Steven Taylor has posted the most recent iteration of the infamous Toast-O-Meter.

Fundamental truths

Lily Malcolm visited her local Radio Shack and CompUSA stores today, and came back with this nugget of knowledge:

If the CompUSA people really knew much about computers, they wouldn’t be working at CompUSA.

In all seriousness, there are a number of solutions to the problem of getting data from one’s old computer to one’s new computer. If both computers have an Ethernet jack, the preferred option is to either (a) connect both computers to an Ethernet hub or switch using regular Ethernet cables or (b) get a “crossover Ethernet cable.” You can also get something flashy that will walk you through the procedure, like LapLink, but I’m pretty sure the basic software is built into recent versions of Windows… you may need to set up “Home Networking” to do it.

Me? I usually just pull the hard drive out of the old PC, slap it in the new one, and copy the files that way.
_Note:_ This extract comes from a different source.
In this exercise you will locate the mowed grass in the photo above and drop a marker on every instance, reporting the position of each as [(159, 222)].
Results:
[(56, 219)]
It’s normally faster, but far more intimidating for the novice.

Rational choice, psychology, economics, and the law

Greg Goelzhauser at Crescat Sententia considers the use and abuse of behavioral economics by legal scholars, jumping off from this interview with Berkeley economist Matthew Rabin. Greg writes:

That humans fall prey to a variety of heuristics is nothing new or extraordinary. What is important for law and economics is if some of these heuristics lead the relevant actors to systematically err in their decisionmaking. Unfortunately, many of those writing in the behavioral law and economics field care little about whether the actors they are concerned with actually rely on the heuristics attributed to them or, if they do so happen to rely, whether reliance actually leads to systematic error. The reason? These are often difficult empirical questions.

I’m not sure that this is an accurate characterization of what a heuristic is; it’s not simply a matter of “falling prey” to them, as many are reasonable shortcuts. You assume that the store with the cheapest price on a product is advertising it, rather than calling every store in town. Instead of digging through the platforms to find the most stridently anti-war presidential candidate, you assume the candidate making the most noise about the war is that candidate.

Now, as Tversky and Kahneman have pointed out, some heuristics do lead to systematic, non-random error. And some of those errors are big enough that the cost associated with the error is larger than the deadweight loss of not using the heuristic (calling every store in the world or spending hours reading the minutae of Lyndon LaRouche’s campaign platform).

Greg’s larger point—that social scientists and legal scholars often assume away the “difficult empirical questions” associated with determining whether systematic error exists—is well-taken, but I think characterizing heuristics as something we “fall prey” to assumes away the more important question of whether the systematic error involved in using heuristics outweighs the costs we avoid by using them.

More blogosphere blocking

It seems the “enterprise web filter software” that Brock tested in September isn’t the only popular censorware product that blocks a large number of weblogs; Eric of Classical Values took SonicWALL’s web filter for a spin and, shall we say, was unimpressed. (Link via Tim Sandefur.)